(Em pesquisa recente a respeito do escritor mineiro Aníbal Machado (1894-1964), movido pelo seu conto "Viagem aos seios de Duília", encontrei, em "Cadernos de João" - seu livro de reflexões sobre temas variados -, o seguinte texto a respeito do tempo. Quero guardá-lo aqui, em meu blog, para nunca mais esquecer-me dele).
O grande
clandestino
Eu me distraio
muito com a passagem do tempo.
Chego às vezes a
dormir. Durmo meses e anos. O tempo então aproveita e passa escondido. Mas que
velocidade!
Basta ver o
estado das coisas depois que desperto: quase todas fora do lugar, ou
desaparecidas; outras, com uma prole imensa; outras ainda, alteradas e
irreconhecíveis. Se durmo de novo e acordo, repete-se o fenômeno.
Sempre pensei
que o tempo fizesse tudo às claras. Oh, não!
Eu queria
convidá-los a assistir ao que ele tem feito comigo. Mas é espetáculo todo
íntimo e não disponho de tribunas.
Além do mais, o
tempo em pessoa é praticamente invisível, como a ventania. Só se pode apreciar
o resultado de seu trabalho, nunca a sua maneira de trabalhar.
O que é preciso
é nunca dormir e ficar vigilante para obrigá-lo ao menos a disfarçar a
evidência de suas metamorfoses.
É de fato penoso
deixar de ver as coisas tais como as vimos a primeira vez.

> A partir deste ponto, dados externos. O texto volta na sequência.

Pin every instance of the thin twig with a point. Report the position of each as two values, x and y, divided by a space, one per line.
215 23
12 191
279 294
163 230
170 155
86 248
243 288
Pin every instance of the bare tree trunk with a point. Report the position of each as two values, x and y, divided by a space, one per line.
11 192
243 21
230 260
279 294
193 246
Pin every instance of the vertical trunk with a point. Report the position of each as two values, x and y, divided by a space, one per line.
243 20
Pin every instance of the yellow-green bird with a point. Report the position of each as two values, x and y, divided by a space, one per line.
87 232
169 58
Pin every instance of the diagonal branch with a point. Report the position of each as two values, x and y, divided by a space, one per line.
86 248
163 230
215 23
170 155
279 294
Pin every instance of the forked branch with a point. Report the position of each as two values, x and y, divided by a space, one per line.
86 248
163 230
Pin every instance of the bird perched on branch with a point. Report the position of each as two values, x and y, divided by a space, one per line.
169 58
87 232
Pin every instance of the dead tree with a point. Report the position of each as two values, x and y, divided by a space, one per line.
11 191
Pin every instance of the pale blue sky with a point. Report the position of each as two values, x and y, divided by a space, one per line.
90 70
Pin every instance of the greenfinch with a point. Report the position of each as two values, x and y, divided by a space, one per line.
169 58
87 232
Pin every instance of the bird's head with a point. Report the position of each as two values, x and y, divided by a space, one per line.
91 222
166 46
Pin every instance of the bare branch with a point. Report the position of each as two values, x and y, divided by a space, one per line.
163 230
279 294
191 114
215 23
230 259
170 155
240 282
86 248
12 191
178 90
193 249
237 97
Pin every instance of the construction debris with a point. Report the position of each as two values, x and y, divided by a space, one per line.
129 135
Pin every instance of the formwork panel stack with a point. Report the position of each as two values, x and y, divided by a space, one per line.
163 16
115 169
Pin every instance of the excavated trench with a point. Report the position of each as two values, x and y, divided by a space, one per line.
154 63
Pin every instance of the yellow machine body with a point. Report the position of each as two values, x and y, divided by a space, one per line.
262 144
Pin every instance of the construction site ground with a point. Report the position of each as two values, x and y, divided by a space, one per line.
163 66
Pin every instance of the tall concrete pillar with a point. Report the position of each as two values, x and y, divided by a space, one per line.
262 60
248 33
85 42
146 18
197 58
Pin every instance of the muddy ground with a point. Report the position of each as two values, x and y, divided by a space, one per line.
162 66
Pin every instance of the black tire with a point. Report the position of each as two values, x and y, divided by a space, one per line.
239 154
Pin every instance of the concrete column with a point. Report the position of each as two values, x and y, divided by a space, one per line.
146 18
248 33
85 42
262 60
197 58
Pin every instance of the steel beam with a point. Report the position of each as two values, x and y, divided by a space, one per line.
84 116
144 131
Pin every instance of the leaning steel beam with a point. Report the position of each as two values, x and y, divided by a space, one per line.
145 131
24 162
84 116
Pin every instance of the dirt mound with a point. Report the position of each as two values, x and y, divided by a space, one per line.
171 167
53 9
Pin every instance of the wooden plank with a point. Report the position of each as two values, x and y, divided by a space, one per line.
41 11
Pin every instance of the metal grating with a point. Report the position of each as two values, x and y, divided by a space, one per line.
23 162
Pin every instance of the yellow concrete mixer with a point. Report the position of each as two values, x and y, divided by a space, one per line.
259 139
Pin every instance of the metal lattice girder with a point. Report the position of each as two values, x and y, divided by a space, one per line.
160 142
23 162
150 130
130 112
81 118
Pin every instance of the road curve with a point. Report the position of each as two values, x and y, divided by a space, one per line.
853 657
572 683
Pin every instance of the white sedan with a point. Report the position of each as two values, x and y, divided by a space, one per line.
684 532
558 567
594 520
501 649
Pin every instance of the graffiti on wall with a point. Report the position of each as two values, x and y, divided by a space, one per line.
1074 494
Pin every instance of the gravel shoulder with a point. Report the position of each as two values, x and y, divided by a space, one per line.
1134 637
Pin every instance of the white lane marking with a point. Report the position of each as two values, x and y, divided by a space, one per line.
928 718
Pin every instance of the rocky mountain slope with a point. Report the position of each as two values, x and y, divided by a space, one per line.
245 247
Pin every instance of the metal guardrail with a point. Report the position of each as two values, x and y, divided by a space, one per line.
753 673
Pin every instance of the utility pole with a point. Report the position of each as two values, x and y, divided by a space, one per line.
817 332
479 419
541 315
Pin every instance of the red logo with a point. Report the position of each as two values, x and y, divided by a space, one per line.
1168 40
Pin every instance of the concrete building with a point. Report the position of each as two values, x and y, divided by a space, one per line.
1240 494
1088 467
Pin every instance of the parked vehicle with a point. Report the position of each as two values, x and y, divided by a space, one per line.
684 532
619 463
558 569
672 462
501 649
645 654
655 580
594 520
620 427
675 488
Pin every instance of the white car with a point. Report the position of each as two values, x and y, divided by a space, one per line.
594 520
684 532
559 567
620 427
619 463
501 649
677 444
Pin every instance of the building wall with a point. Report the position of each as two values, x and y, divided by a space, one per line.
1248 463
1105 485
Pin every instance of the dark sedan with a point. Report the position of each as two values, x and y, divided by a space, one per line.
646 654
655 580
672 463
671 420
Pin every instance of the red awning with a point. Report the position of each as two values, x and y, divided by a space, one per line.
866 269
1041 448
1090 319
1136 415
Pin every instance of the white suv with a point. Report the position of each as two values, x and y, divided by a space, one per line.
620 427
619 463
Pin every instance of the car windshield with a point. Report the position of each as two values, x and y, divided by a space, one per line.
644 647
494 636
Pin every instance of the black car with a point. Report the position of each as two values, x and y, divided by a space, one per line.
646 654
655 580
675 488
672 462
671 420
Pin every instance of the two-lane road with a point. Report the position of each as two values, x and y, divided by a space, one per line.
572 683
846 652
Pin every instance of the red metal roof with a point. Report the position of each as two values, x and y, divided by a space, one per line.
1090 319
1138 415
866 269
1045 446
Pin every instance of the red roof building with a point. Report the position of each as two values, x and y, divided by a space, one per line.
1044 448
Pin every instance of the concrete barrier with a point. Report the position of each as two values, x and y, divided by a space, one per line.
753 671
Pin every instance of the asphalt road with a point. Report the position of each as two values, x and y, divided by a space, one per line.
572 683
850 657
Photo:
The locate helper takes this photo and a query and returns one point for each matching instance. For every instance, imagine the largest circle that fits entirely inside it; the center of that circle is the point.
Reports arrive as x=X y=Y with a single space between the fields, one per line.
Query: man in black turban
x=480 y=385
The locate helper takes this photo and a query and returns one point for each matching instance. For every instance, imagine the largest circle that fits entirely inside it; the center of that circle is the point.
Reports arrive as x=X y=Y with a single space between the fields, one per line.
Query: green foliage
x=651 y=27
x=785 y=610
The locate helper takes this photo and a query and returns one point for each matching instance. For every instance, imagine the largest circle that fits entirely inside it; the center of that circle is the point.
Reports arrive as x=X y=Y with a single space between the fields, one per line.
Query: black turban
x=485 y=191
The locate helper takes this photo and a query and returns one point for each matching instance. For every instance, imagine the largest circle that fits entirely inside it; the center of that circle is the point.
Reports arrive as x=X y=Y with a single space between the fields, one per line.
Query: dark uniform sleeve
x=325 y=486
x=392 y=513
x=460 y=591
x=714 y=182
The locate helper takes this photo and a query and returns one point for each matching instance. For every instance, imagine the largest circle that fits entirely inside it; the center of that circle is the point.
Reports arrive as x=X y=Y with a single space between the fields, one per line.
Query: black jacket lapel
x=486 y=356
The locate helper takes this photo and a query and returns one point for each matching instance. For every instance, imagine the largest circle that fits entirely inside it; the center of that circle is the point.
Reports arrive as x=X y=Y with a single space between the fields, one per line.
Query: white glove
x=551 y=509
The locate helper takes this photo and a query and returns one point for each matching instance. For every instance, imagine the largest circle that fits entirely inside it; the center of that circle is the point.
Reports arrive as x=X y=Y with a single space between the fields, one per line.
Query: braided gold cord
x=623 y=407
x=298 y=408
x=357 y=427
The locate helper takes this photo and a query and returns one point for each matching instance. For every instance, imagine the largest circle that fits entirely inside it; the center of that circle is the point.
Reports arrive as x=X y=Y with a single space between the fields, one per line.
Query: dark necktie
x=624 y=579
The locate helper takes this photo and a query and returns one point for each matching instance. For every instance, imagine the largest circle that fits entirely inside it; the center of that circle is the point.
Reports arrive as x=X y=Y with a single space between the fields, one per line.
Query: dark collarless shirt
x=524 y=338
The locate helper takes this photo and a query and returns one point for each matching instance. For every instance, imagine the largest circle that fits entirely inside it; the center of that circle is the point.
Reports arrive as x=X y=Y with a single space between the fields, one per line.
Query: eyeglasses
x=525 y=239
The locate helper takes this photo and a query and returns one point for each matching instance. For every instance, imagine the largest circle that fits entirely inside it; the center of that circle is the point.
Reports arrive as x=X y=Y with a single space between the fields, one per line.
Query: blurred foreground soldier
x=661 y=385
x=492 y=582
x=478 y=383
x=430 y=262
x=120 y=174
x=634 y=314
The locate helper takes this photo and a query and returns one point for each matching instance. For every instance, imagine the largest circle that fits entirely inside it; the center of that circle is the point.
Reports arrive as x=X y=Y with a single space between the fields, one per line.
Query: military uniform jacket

O tempo tudo transforma
e arrasa, sem nos dar aviso.
Ora. Isso
entristece. Isso nos deixa intranquilos. A não ser que nos misturemos com ele,
façamos dele um aliado.
Aí, sim:
destruição e reconstrução se confundem. Sacos e sacos vão se enchendo e
esvaziando toda a vida. Perde-se até a ideia da morte. Então a gente aproveita
para erigir sistemas, tomar iniciativas, amar, lutar e cantar.
O tempo fica
assim tão escondido dentro de nós, que se tem a impressão que fugiu para sempre
e se esqueceu.
Em verdade, ele
não repousa nunca. Nem mesmo nas pirâmides. Nem nos horizontes onde parece
pernoitar.
Rói as pedras
como o vento, rói os ossos como um cão. O que mais admira é a extrema
delicadeza com que pratica essas violências.
Todos falam de
sua impassibilidade. Não é bem isso. Tanto assim que aumenta de velocidade, à
medida que nos distanciamos de nossas origens. E quase para quando o esperamos
na solidão!
Meu mal é
sentir-lhe a passagem como a de um animal na noite. Chego quase a tocá-lo. Fico horas à janela vendo-o passar. É um vício.
Oh, como se
diverte! Para ele, destruir uma árvore, um rosto, uma instituição, uma catedral
– tanto faz.
O desagradável é
quando de repente se retira de algum objeto ou de alguém. É claro que prossegue
depois. Mas deixa sempre uma coisa morta...
Franqueza, nessa
hora dá um aperto no coração, uma nostalgia!...
Contudo não se
deve ligar demasiada importância ao tempo. Ele corre de qualquer maneira.
E é até possível
que não exista.
Seu propósito
evidente é envelhecer o mundo.
Mas a resposta
do mundo é renascer sempre para o tempo.